DIGITAL LIBRARY
| JUDUL | : | TANGGUNG JAWAB BANK TERHADAP NASABAH ATAS HILANGNYA SIMPANAN DALAM LAYANAN PERBANKAN DIGITAL | |
| PENGARANG | : | RUTH KRISTINA | |
| PENERBIT | : | UNIVERSITAS LAMBUNG MANGKURAT | |
| TANGGAL | : | 2026-07-28 |
Tujuan dari penelitian tesis ini adalah untuk menganalisis pengaturan hukum
tanggung jawab bank terhadap nasabah atas hilangnya simpanan dalam layanan
perbankan digital dan untuk menganalisis batas pertanggungjawaban bank menurut
prinsip hukum dan perlindungan konsumen. Penelitian ini merupakan jenis
penelitian hukum normatif yang dikenal sebagai penelitian kepustakaan dengan tipe
penelitian yang digunakan adalah doctrinal research, yaitu metode yang
memaparkan regulasi dalam bidang hukum spesifik secara tersistem, mengkaji
keterkaitan antarnorma, mengurai hambatan dalam penerapannya, serta
memproyeksikan arah perkembangan hukum tersebut di masa mendatang.

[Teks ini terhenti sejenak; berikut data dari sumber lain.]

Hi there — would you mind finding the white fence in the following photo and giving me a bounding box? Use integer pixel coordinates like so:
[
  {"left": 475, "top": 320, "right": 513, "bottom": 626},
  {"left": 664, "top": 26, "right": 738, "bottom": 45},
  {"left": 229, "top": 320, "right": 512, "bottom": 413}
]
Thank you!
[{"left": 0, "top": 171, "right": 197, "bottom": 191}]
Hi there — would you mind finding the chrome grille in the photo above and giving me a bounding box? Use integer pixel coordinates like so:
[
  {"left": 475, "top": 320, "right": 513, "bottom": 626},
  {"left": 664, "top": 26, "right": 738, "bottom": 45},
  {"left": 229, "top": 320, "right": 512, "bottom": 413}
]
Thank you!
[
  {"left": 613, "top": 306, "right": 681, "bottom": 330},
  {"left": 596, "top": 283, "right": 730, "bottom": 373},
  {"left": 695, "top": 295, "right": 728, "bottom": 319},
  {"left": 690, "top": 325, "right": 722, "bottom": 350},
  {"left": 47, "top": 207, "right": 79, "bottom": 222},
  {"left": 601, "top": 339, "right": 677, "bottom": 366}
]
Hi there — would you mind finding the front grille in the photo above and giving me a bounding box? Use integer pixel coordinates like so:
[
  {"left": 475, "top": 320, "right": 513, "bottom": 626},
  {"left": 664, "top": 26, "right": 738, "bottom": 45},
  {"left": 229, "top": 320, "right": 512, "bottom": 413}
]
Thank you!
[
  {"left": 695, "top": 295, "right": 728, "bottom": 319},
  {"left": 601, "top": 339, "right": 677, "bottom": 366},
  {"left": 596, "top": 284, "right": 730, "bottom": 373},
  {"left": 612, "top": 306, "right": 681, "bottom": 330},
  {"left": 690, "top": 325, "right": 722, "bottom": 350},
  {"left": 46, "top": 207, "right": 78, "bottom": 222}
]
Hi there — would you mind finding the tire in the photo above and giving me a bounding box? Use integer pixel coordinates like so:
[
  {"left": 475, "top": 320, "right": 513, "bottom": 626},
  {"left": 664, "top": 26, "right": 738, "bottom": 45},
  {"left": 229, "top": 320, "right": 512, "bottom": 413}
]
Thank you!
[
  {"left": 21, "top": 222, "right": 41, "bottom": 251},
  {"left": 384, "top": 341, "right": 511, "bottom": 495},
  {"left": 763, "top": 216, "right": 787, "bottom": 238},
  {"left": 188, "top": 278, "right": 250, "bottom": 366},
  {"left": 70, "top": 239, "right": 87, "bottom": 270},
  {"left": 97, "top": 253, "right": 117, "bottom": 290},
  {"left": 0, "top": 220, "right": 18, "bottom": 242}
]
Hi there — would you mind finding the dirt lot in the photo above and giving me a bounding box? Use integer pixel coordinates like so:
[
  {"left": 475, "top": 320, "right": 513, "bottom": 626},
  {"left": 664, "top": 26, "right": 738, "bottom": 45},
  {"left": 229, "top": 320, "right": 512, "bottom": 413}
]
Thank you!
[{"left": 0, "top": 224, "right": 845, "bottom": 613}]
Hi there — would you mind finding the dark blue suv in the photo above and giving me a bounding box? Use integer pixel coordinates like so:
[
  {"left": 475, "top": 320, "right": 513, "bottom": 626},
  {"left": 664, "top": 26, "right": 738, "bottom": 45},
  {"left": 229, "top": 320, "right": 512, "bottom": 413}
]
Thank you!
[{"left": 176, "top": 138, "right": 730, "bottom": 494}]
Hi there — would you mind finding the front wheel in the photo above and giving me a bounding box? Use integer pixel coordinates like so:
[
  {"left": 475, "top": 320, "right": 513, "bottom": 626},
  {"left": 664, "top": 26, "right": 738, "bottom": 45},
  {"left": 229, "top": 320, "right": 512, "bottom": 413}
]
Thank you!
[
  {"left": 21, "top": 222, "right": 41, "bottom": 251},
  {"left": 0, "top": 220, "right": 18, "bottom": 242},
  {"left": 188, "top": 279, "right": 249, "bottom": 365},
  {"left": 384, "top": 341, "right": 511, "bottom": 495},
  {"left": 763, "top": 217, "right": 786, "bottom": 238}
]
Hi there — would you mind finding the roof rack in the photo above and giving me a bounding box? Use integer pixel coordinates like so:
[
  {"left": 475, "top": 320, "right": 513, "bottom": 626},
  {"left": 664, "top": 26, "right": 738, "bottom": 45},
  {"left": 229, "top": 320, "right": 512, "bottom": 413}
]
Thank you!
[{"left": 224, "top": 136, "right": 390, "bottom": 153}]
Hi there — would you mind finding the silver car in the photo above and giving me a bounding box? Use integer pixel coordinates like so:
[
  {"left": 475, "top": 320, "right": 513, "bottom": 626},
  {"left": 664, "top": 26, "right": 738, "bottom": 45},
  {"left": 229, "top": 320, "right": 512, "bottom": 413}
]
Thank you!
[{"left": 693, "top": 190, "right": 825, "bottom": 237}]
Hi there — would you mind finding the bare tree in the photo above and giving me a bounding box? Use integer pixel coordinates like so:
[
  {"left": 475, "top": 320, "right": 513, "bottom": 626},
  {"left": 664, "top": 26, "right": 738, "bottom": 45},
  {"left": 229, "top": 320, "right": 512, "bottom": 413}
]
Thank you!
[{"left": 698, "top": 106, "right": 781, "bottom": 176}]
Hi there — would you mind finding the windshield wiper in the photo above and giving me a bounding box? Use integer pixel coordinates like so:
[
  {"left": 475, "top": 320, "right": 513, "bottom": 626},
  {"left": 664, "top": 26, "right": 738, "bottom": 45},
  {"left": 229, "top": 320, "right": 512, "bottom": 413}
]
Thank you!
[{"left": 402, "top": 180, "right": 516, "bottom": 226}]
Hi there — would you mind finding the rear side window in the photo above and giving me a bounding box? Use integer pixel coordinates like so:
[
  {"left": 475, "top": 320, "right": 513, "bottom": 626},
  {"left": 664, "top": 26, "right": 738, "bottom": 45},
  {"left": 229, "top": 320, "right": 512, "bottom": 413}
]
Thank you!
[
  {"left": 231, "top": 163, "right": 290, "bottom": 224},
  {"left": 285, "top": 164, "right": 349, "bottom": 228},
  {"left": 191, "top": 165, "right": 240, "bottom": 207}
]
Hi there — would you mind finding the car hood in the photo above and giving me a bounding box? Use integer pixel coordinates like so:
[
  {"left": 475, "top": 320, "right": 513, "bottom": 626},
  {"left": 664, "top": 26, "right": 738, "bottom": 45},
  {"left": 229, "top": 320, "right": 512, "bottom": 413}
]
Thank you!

Penelitian ini bersifat preskriptif. Pendekatan penelitian ini menggunakan
pendekatan perundang-undangan. Hasil penelitian ini menunjukkan Pada kasus
Bank Jambi Mobile, pelaksanaan prinsip kehati-hatian belum maksimal dijalankan
sehingga terjadi hilangnya simpanan para nasabah. Prinsip kehati-hatian
merupakan dasar utama yang dipertegas pada Pasal 2 UU No. 10/1998 yang wajib
diterapkan bank dalam setiap kegiatan usaha perbankan, terutama dalam layanan
perbankan digital yang memiliki risiko tinggi terhadap gangguan sistem. Kerugian
yang diderita nasabah pengguna Bank Jambi Mobile disebabkan karena tidak
terlaksananya prinsip kehati-hatian (prudential principle) dalam perbankan
sehingga adanya kesalahan berupa kelalaian atau kurang hati-hati. Berdasarkan
prinsip hukum perdata, dapat mengajukan tuntutan ganti kerugian yang disebut
PMH diatur pada Pasal 1365 Burgerlijk Wetboek. Pengawasan Otoritas Jasa
Keuangan dan Bank Indonesia dalam sektor keuangan khususnya perlindungan
konsumen, yaitu perlindungan hukum secara preventif dan perlindungan hukum
secara represif. Otoritas Jasa Keuangan berwenang menyelesaikan sengketa sektor
keuangan di luar pengadilan yang mana telah diatur dalam Peraturan Otoritas Jasa
Keuangan Nomor Republik Indonesia Nomor 61/POJK.07/2020 Tentang Lembaga
Alternatif Penyelesaian Sengketa Sektor Jasa Keuangan, yaitu dengan LAPS SJK.